The characters allowed are a-z, A-Z, 0-9, excluding diacritics.

l6

The sixth contact label. Any sequence of alphanumeric characters.
The characters allowed are a-z, A-Z, 0-9, excluding diacritics.

l7

The seventh contact label. Any sequence of alphanumeric characters.
The characters allowed are a-z, A-Z, 0-9, excluding diacritics.

l8

The eighth contact label. Any sequence of alphanumeric characters.
The characters allowed are a-z, A-Z, 0-9, excluding diacritics.

l9

The ninth contact label. Any sequence of alphanumeric characters.
The characters allowed are a-z, A-Z, 0-9, excluding diacritics.

Limiting User Token validity (Expiration Timestamp)

It is possible to set a date and time after which a link containing a user_token will become inactive. This is useful for surveys that need to be completed within a specific timeframe.

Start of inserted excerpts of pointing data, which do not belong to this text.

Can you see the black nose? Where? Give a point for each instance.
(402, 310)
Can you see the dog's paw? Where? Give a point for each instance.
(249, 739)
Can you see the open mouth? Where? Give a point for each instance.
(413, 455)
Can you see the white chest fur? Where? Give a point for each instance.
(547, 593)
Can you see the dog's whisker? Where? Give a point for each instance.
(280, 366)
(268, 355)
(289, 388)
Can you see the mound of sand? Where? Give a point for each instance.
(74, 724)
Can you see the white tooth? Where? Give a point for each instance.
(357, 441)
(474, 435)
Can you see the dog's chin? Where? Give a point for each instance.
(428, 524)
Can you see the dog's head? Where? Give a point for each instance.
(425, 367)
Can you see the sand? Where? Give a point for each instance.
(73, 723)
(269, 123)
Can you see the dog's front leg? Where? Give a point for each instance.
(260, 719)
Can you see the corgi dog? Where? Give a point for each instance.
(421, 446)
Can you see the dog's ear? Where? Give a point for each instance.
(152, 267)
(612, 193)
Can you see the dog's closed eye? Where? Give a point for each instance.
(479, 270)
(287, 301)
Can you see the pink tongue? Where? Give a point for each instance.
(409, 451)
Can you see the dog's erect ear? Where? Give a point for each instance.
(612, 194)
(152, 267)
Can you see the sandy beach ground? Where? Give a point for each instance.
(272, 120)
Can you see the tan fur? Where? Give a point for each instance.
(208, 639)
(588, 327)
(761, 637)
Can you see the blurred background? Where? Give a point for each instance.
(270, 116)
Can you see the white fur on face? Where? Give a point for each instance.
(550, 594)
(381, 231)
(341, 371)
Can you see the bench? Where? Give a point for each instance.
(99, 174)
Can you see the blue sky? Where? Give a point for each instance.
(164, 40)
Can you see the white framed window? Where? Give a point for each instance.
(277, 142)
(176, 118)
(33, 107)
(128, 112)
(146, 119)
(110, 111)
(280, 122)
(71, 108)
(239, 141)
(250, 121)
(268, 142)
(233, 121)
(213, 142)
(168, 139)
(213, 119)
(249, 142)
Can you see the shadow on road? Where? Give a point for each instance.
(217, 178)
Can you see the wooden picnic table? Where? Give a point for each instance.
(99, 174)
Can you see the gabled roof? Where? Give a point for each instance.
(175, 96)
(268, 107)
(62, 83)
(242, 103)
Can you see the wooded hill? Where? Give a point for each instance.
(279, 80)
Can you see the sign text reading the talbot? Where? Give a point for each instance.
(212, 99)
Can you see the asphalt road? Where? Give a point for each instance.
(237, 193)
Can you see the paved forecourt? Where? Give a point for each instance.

To do this, you need to add the user_token_exp parameter to the link, with the value being the date in Unix Timestamp format.

How to do it?

  1. Use a converter (e.g., Epoch Converter) to convert your chosen survey end date and time into a numeric format (Timestamp).

  2. Add the &user_token_exp= parameter along with the generated number to your link.

Example: https://www.startquestion.com/survey/123456/badanie.html?user_token=123456&user_token_exp=1767225600

If a respondent clicks the link after this time has passed, they will see a message stating that the survey is closed.

Expiration date as an attribute (information in the report)

Please note that the user_token_exp parameter acts as a technical block and works "in the background" – the system only uses it for verification when the link is accessed, but it does not save this date directly in the results.

If you want the expiration date to also be visible in your reports (e.g., in an XLS file, to know what deadline a specific respondent had), you should also pass this date as a standard label (e.g., using the l1 parameter).

Full link example:

...?user_token=123&user_token_exp=1767225600&l1=2026-01-20 10:00

In this scenario:

  • user_token_exp=1767225600 – blocks access to the survey after the specified time.

  • l1=2026-01-20 10:00 – saves the human-readable expiration date and time in Label 1 (in the report).


⚠️ Important note

Remember that URL parameters are visible to the recipient. There is a risk that unauthorized persons may try to manually change the date in the link (by entering a different Timestamp) to access the survey after the deadline.

To prevent this and make any interference with the parameters impossible, we recommend shortening the entire finished link.

You can use any third-party tool (e.g., Bitly) for this purpose, or use our automated solution: Webhook for shortening survey links. This ensures the technical structure of the link remains hidden from the respondent.

The presentation and analysis of the results

If the user_token parameter will be provided in the link to the survey, this information will appear in the following places:

  • In the "Collect" -> "Offline (printing tokens)" tab as new respondents, where the label will be the user_token

  • Raw data export to the CSV

  • Raw data export to the XLSX

  • Export to the SPSS

In the case of the raw data and SPSS file (apart from the system token), it will be the appropriate column in Excel or an additional variable V at the SPSS.